On the Downlow is the first film directed by Tadeo Garcia, released in 2004. It is a low-budget film starring Michael Cortez and Tony Sancho.

It was released on DVD on January 9, 2007.

The film was expanded from director Tadeo Garcia's 2000 short film Broken Warning.

==Synopsis==
On the Downlow is a love story set in Little Village, Chicago, between Angel (Michael Cortez) and Isaac (Tony Sancho), two warm, supportive and sensitive young men. Their affection to each other is shown through a long kiss in a dark alley in Chicago and, later on, in a musical sequence in the film. Isaac also questions his sexuality in a long confession with a priest in the church.

Angel, in order to be with his secret lover Isaac, gives up his allegiance to his former Latin Kings gang and pledges to Isaac's Southside Chicago's Two Six gang led by Reaper (Donato Cruz) after a cruel initiation beating. Although the film uses the names of actual gangs in the area, the introduction to the film says there is no direct relationship to the actual gang names used.

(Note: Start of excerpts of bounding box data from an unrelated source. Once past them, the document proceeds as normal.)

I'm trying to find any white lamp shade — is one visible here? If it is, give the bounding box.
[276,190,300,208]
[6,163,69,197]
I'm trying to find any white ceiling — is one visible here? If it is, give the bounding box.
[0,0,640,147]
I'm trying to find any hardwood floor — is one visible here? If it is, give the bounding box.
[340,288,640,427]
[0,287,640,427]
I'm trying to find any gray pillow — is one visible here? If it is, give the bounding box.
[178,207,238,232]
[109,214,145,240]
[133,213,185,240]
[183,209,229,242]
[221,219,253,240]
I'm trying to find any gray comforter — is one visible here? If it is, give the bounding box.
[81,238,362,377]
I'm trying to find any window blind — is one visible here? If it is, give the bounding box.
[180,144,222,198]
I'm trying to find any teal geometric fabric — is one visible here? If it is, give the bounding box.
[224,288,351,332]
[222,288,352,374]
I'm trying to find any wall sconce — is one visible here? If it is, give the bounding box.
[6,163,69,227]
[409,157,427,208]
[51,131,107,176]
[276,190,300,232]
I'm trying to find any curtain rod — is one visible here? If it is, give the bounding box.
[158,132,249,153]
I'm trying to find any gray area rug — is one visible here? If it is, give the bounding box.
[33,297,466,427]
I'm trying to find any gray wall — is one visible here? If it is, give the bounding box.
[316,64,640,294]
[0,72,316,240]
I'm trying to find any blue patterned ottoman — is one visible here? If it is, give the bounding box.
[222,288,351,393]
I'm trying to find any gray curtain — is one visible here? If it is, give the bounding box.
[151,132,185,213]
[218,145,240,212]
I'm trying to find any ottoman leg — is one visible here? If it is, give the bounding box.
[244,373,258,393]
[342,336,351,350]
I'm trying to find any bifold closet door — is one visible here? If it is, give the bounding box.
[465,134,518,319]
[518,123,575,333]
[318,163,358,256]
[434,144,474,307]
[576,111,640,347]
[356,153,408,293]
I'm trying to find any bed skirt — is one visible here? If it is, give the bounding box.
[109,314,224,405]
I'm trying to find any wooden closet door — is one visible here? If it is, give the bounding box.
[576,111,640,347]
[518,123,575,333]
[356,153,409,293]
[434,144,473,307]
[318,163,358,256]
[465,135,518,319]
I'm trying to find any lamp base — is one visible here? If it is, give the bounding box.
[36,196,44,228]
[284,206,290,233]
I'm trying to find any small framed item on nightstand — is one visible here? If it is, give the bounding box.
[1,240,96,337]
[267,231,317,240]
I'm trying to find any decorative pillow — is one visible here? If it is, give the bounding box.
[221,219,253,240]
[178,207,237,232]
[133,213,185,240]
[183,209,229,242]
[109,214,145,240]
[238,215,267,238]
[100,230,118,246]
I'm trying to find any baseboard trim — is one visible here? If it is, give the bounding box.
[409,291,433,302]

When Reaper is later informed that Angel is an ex-gang member of the rival Latin Kings gang, he decides that Isaac should kill him. Issac desperately tries to arrange for him and Angel to escape Chicago but the inevitable happens and the gang captures Angel. When Isaac refuses to execute Angel, Reaper does it. Isaac then kills Reaper and commits suicide.

==Cast==
- Michael Cortez as Angel
- Tony Sancho as Isaac
- Donato Cruz as Reaper
- Beatriz Jamaica as Angel's Mother
- Carmen Cenko as Isaac's Mother
- in alphabetical order
- Felipe Camacho as Priest (credited as Phil Camacho)
- Eric Ambriz as Jimmy
- Jimmy Borras Jr. as Niko
- Juan Castaneda as Hector
- Eddie Cruz as Esau
- Jason R. Davis as Store Customer
- Jeff Docherty as Dorvak's Partner
- Perry Flores as Officer Dorvak
- Russell Foster as Man in Yard
- Ricardo Garcia as Jesus
- Nicolas Gomez as Ozzy
- Brian Parenti as Pinto
- Adelina Quinones as Laura
- Octavio Rivas as Raul
- Jonathan Rodriquez as Adam
- Pricilla Santiago as Burger Joint Girl
- Roberto Soto as Store Owner
- Tatiana Suarez-Pico as Mother on Stairs
- Andrew Todaro as Mike

==Awards==
- Won "Best Narrative Feature Film" at the New York Newfest Film Festival.

==Critical reception==
Variety wrote in its review, "Broadening the thematic horizon of gay features isn't enough to compensate for pedestrian handling, as witnessed by "On the Down Low," an amateurish if well-intentioned attempt to merge a Latino gang theme with doomed gay love. An original subject is hampered by poor timing and by-the-numbers scene set-ups."